Autrement dit, ce que tu apprends cette année n'est pas un cas particulier qu'on remplacera : c'est le cas de base, sur lequel les autres viendront se brancher.
Ce qui ne changera pas : la méthode
Voilà pourquoi ce chapitre vaut le coup d'être solide : la méthode en quatre questions ne sera pas remplacée l'an prochain. Elle sera étendue.
- Quel est l'auxiliaire ? — reste la première question, toujours. Simplement, avec un verbe pronominal, la réponse est connue d'avance : être.

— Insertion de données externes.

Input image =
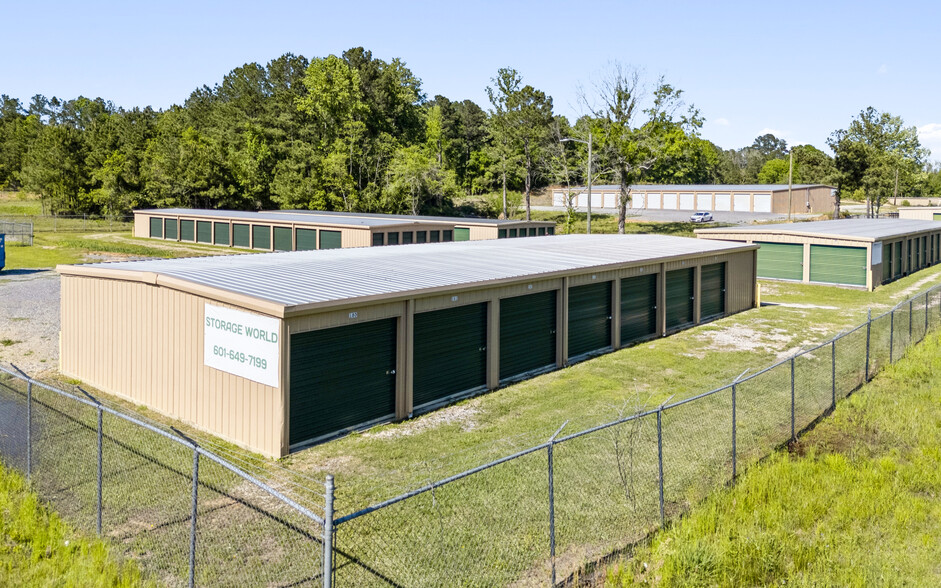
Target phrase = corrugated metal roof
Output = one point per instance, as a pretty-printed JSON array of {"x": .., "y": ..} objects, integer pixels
[
  {"x": 286, "y": 217},
  {"x": 460, "y": 220},
  {"x": 310, "y": 277},
  {"x": 865, "y": 229},
  {"x": 704, "y": 187}
]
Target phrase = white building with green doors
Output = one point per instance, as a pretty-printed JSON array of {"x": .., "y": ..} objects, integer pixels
[{"x": 862, "y": 253}]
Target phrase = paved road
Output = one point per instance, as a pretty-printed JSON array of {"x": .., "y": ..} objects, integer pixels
[{"x": 683, "y": 215}]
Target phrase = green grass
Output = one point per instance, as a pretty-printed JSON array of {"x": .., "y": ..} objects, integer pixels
[
  {"x": 38, "y": 549},
  {"x": 857, "y": 502}
]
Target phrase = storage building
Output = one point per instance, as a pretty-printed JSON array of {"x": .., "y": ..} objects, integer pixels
[
  {"x": 849, "y": 252},
  {"x": 770, "y": 198},
  {"x": 308, "y": 230},
  {"x": 280, "y": 350},
  {"x": 920, "y": 212}
]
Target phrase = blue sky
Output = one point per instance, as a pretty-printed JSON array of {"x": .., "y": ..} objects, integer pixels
[{"x": 798, "y": 69}]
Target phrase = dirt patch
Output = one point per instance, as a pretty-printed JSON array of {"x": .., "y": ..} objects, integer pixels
[{"x": 462, "y": 414}]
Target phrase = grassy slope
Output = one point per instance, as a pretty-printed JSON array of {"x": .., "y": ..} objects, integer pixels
[
  {"x": 38, "y": 549},
  {"x": 856, "y": 503}
]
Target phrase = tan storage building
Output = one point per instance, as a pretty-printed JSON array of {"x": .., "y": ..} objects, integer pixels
[
  {"x": 277, "y": 351},
  {"x": 920, "y": 212},
  {"x": 769, "y": 198},
  {"x": 309, "y": 230},
  {"x": 864, "y": 253}
]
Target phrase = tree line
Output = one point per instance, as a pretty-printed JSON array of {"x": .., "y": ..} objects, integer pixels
[{"x": 357, "y": 133}]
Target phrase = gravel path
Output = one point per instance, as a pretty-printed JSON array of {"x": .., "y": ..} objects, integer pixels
[{"x": 29, "y": 319}]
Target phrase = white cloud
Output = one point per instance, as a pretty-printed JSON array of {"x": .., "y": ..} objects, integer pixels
[{"x": 930, "y": 137}]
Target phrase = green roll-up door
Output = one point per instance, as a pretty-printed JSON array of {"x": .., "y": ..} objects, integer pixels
[
  {"x": 450, "y": 353},
  {"x": 589, "y": 318},
  {"x": 204, "y": 232},
  {"x": 221, "y": 234},
  {"x": 886, "y": 262},
  {"x": 712, "y": 291},
  {"x": 170, "y": 229},
  {"x": 838, "y": 265},
  {"x": 638, "y": 308},
  {"x": 527, "y": 333},
  {"x": 261, "y": 237},
  {"x": 306, "y": 239},
  {"x": 679, "y": 298},
  {"x": 342, "y": 378},
  {"x": 782, "y": 261},
  {"x": 241, "y": 236},
  {"x": 187, "y": 230},
  {"x": 331, "y": 239},
  {"x": 283, "y": 239},
  {"x": 897, "y": 257}
]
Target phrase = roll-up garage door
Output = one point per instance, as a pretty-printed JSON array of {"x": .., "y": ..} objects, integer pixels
[
  {"x": 638, "y": 308},
  {"x": 712, "y": 290},
  {"x": 782, "y": 261},
  {"x": 838, "y": 265},
  {"x": 283, "y": 239},
  {"x": 589, "y": 318},
  {"x": 527, "y": 333},
  {"x": 679, "y": 298},
  {"x": 187, "y": 230},
  {"x": 241, "y": 235},
  {"x": 450, "y": 353},
  {"x": 306, "y": 239},
  {"x": 342, "y": 378},
  {"x": 261, "y": 237},
  {"x": 762, "y": 202},
  {"x": 203, "y": 231}
]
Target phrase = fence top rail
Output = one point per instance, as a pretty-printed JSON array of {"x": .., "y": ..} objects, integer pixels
[{"x": 176, "y": 438}]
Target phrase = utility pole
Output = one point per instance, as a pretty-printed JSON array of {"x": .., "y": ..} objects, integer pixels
[
  {"x": 588, "y": 142},
  {"x": 895, "y": 197},
  {"x": 790, "y": 176}
]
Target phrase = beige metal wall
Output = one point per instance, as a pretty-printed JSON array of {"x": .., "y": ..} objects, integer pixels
[
  {"x": 144, "y": 343},
  {"x": 814, "y": 200},
  {"x": 919, "y": 212}
]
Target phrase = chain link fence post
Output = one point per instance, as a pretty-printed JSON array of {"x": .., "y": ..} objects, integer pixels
[
  {"x": 868, "y": 339},
  {"x": 793, "y": 434},
  {"x": 660, "y": 460},
  {"x": 552, "y": 504},
  {"x": 833, "y": 374},
  {"x": 192, "y": 579},
  {"x": 328, "y": 534}
]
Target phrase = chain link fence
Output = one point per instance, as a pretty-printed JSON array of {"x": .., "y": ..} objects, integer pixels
[
  {"x": 559, "y": 510},
  {"x": 197, "y": 512},
  {"x": 186, "y": 515}
]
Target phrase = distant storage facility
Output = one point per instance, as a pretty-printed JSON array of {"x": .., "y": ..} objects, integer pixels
[
  {"x": 848, "y": 252},
  {"x": 771, "y": 198},
  {"x": 278, "y": 351},
  {"x": 920, "y": 212},
  {"x": 309, "y": 230}
]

- Si être : cherche le sujet. — reste vrai, sauf pour les pronominaux, où il faudra d'abord regarder le pronom réfléchi.
- Si avoir : pose « quoi ? » ou « qui ? ». — ne bouge pas d'un mot. Cette question te servira jusqu'en terminale.
- Le COD est-il avant ou après ? — ne bouge pas non plus, et devient même l'outil qui départage Elles se sont promenées de Il s'est cassé la jambe.
Autrement dit : si tu sais aujourd'hui repérer un auxiliaire, trouver un COD et dire s'il est avant ou après, tu possèdes déjà les trois quarts de la machinerie qu'on te demandera l'an prochain. Ce qui s'ajoutera — le participe adjectif, la nature exacte des pronoms, le cas pronominal — se branche sur cette base sans la contredire.
Le conseil pour l'été, s'il n'y en avait qu'un : entraîne-toi à dire à voix haute, sur n'importe quelle phrase au passé composé, « auxiliaire… donneur d'accord… forme ». Trois mots. C'est le geste qui te suivra pendant tout le collège et tout le lycée.